スリル−1

2003年9月10日
ブルゾンのポケットに手を突っ込み、何気なく辺りを窺った。
俺の動きに視線を送るヤツはいない。
当然、監視カメラや警備員の位置関係はチェック済みだ。

棚に並ぶ商品にわざと手をぶつけ、数個を床にばらまく。
拾って棚に戻す振りをして、素早くひとつを袖に忍ばせる。
すぐに立ち去るような愚は犯さず、ゆったりと店内を歩き、品定めするような振りをする。
少しずつ出口へと近づいていく。

平静を装っても心臓はバクバク鼓動を打ち、軽く握った掌には汗が浮かんでいる。
下手をすれば足が震えそうになるのを我慢して平然と歩く。
この緊張感とスリルがたまらない。

脳への酸素供給が滞っているのか軽い目眩を感じ、地に足が着かない雲の上を歩くような感じ。
高速で血液を全身に送り出しながらも、なぜか空回りする心臓の鼓動。
空気が粘つき身体にまとわりついて自由がきかない。
しかし、その窒息感も、外に出て、照りつける太陽に晒されると嘘のように消え去るのだ。
逆に爽快な空気が頬を撫で、急速に酸素が全身へと行き渡る。
緊張した面持ちも、成功した高揚感から自然と笑みに変わる。

もう少し。
誰も気付いていない筈だ。
俺を追う人影もない。
ちょろいもんだ。

 「お客様。
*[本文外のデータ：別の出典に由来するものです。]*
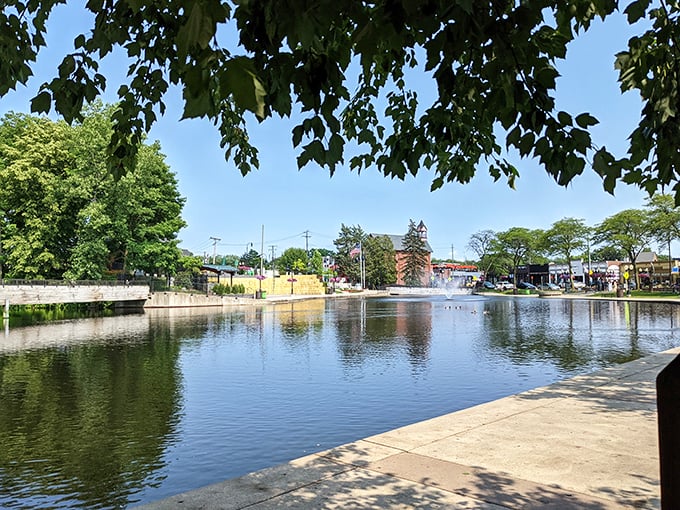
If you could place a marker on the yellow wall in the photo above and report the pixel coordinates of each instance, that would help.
(306, 284)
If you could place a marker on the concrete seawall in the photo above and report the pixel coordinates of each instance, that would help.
(38, 294)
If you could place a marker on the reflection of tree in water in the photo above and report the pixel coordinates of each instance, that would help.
(526, 334)
(93, 420)
(565, 332)
(299, 320)
(382, 329)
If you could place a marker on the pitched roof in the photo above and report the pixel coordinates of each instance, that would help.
(398, 242)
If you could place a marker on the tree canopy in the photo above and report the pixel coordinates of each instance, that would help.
(345, 66)
(64, 215)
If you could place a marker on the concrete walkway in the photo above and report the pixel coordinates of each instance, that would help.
(586, 443)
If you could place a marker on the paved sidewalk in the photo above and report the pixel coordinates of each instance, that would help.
(586, 443)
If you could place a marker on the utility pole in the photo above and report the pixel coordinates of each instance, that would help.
(307, 236)
(214, 240)
(272, 248)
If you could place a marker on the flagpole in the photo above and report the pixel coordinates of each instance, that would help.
(362, 268)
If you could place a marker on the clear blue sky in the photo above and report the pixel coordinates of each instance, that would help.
(221, 203)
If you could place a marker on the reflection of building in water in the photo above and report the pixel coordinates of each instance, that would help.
(459, 275)
(297, 318)
(366, 333)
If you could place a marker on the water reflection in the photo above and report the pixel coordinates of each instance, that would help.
(390, 327)
(108, 412)
(88, 425)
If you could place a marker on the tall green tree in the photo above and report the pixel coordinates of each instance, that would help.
(492, 64)
(381, 261)
(482, 244)
(665, 223)
(348, 263)
(415, 258)
(630, 231)
(516, 245)
(316, 263)
(65, 214)
(564, 238)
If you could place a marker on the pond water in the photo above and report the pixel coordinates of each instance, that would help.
(116, 411)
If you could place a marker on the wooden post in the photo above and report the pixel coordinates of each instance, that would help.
(668, 407)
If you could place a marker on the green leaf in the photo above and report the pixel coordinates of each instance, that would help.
(585, 120)
(239, 80)
(546, 77)
(564, 118)
(636, 10)
(41, 103)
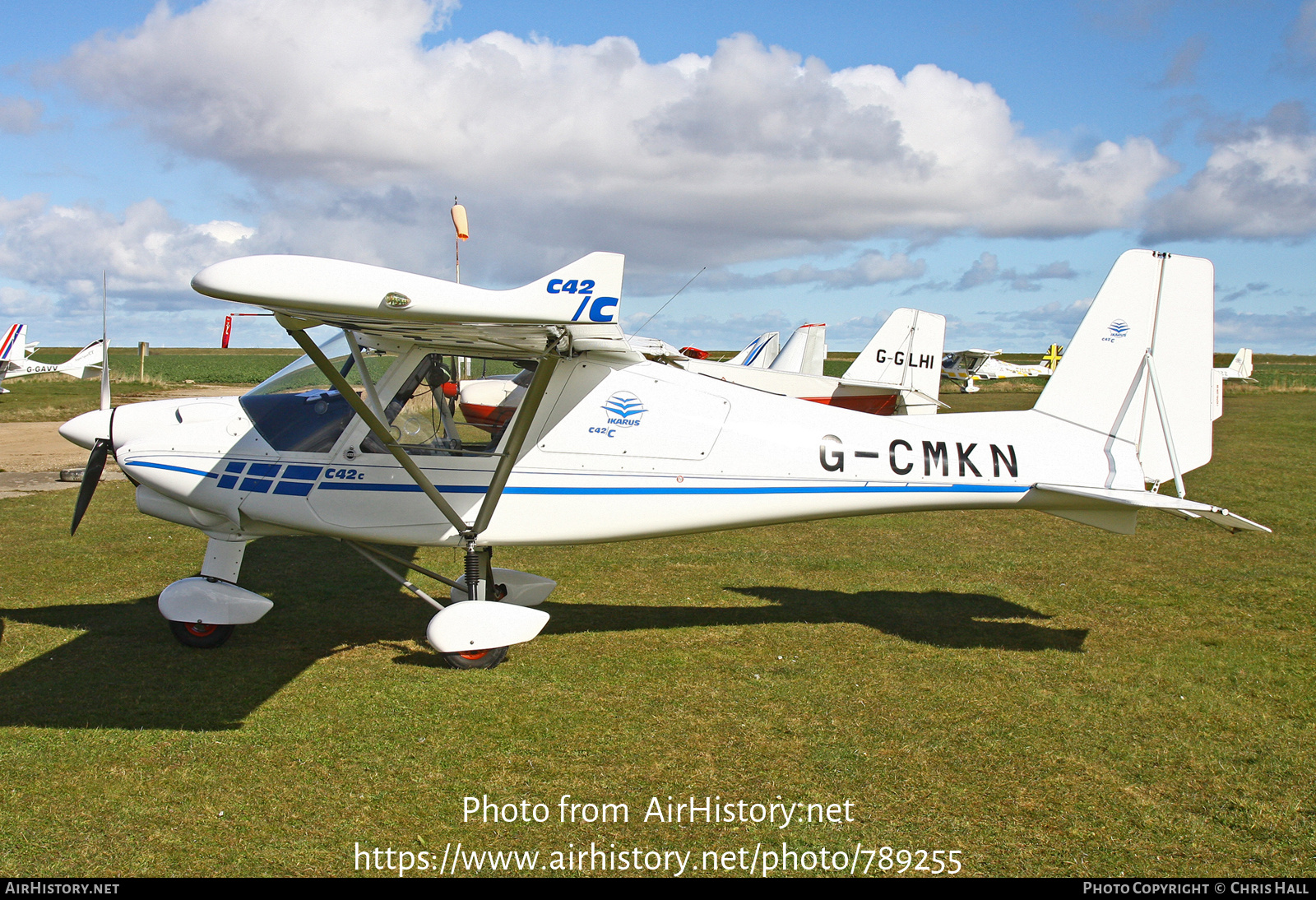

ちょっとよろしいですか?」
突然、横から現れた男が声をかけてきた。
背の高いバタ臭い顔をした30前の男が立ちふさがる。
俺は怪訝な顔をして彼を睨み付けた。
そっと、右手に男の手が伸びる。

俺が袖に隠したものと一緒に俺の手首を掴み、『分かってるでしょう?』と言わんばかりの顔をした。
咄嗟に逃げようかと思ったが、俺の手首を掴んだ男の握力は、思った以上に強かった。
体捌きから武道のたしなみがあり、日頃から身体を鍛えているようだ。

俺は観念して、彼に引きずられるようにしながら店舗裏の事務所へと引っ立てられた。
血の気が引き、現実を拒絶して逃避した脳が真っ白になった。